RONCES – Tome 1. Racines électriques

Un géant aux allures de benêt débarque de sa campagne et commet des crimes sanguinaires dans le métro. Un premier tome alléchant grâce à son scénario intriguant et une narration très visuelle.

C’est un grand gaillard à la force colossale qui quitte sa campagne pour la grande ville. Qui est-il et que vient-il y faire? Nul ne le sait mais les gens qu’ils croisent meurent les uns après les autres dans d’horribles circonstances.
Une série « horrifico-steampunk ». C’est ainsi que l’éditeur présente le premier tome de « Ronces » pour lequel Morvan s’est associé à un tout jeune dessinateur, Alexandre Nesme, dit Nesmo. Le steampunk est un mouvement littéraire de SF né dans les années 1980 et mettant en scène toutes sortes de machines étonnantes.

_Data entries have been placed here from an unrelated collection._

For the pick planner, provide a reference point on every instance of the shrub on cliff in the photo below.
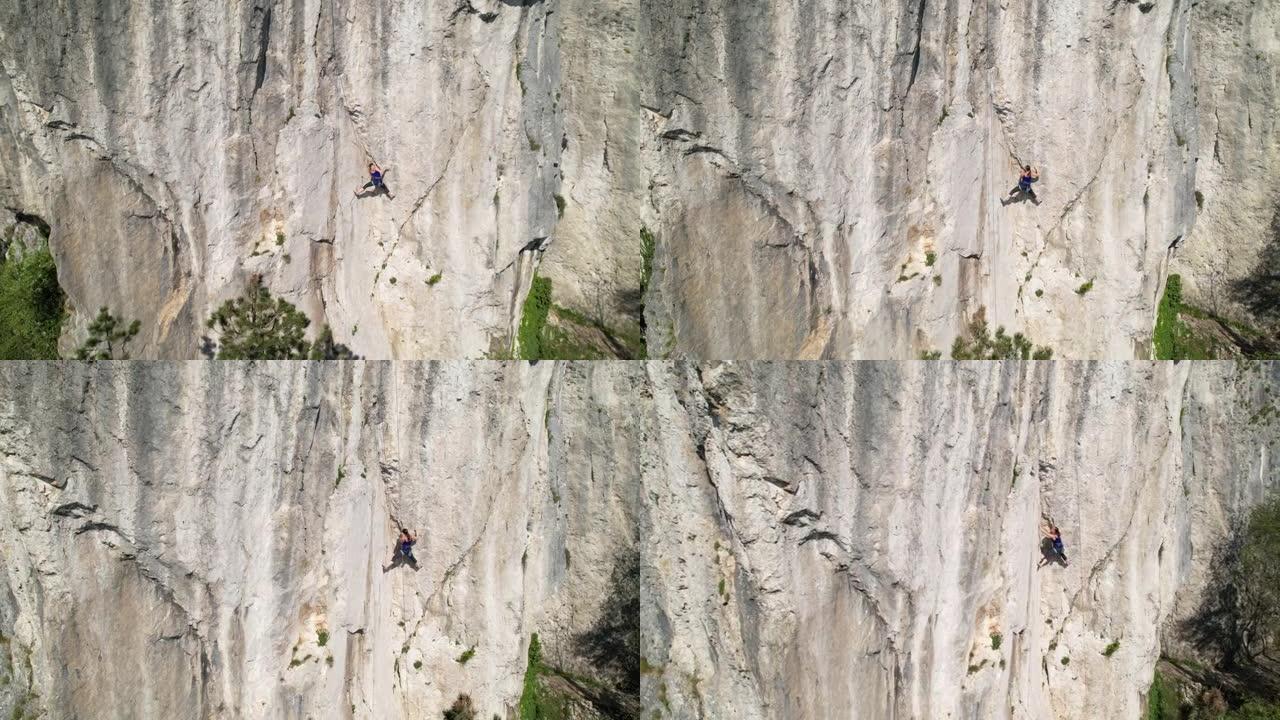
(31, 308)
(260, 327)
(462, 709)
(108, 337)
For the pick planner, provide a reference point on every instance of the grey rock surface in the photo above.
(213, 540)
(813, 541)
(836, 541)
(824, 180)
(178, 150)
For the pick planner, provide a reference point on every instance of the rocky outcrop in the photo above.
(832, 178)
(213, 540)
(824, 180)
(177, 151)
(864, 540)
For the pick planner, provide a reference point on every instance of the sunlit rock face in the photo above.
(832, 541)
(216, 540)
(178, 150)
(832, 178)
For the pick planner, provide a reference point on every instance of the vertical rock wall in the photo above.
(213, 541)
(863, 540)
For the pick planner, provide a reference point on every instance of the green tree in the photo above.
(325, 349)
(31, 308)
(981, 345)
(260, 327)
(108, 337)
(462, 709)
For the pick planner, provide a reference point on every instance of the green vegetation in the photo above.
(981, 345)
(533, 318)
(570, 338)
(257, 327)
(1162, 701)
(1173, 340)
(648, 246)
(1176, 338)
(462, 709)
(535, 701)
(108, 337)
(1257, 579)
(31, 308)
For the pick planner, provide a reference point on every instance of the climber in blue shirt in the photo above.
(403, 551)
(376, 182)
(1055, 542)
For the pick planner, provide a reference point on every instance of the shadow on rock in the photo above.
(613, 642)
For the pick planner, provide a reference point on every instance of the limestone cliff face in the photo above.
(210, 540)
(828, 176)
(832, 541)
(178, 149)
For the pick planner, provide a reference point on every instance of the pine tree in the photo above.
(108, 337)
(325, 349)
(257, 327)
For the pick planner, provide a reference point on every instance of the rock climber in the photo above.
(1055, 541)
(375, 181)
(403, 551)
(408, 540)
(1028, 176)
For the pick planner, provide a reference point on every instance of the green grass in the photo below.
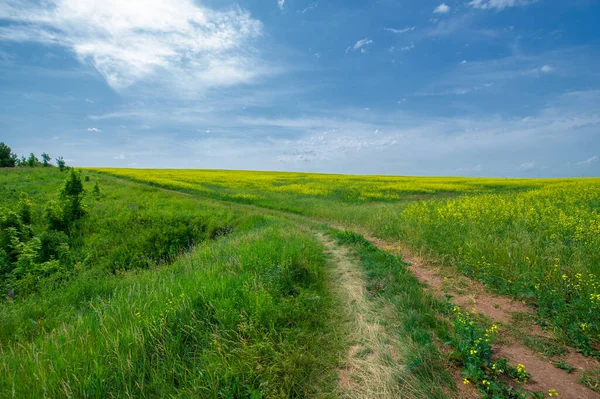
(413, 320)
(245, 316)
(534, 239)
(221, 290)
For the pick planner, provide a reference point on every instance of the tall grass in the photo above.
(244, 316)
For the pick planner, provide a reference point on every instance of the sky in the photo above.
(499, 88)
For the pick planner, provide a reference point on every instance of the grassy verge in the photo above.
(245, 316)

Ici, il n’y a pas de de véritables inventions mais c’est bien dans un univers rétro-futuriste que débarque le héros. Il n’avait semble-t-il jamais quitté quitté son village et son premier contact avec la mégalopole est un choc: des travailleurs tristes à la marche mécanique, des cheminées crachant d’épaisses fumées noires, des gratte-ciels agressifs, d’immenses pelleteuses et tractopelles grignotant peu à peu la forêt, et surtout le métro. Ce labyrinthe souterrain, parfait reflet d’une société pressée et individualiste, dans lequel notre bonhomme va se perdre jusqu’à… en perdre la raison.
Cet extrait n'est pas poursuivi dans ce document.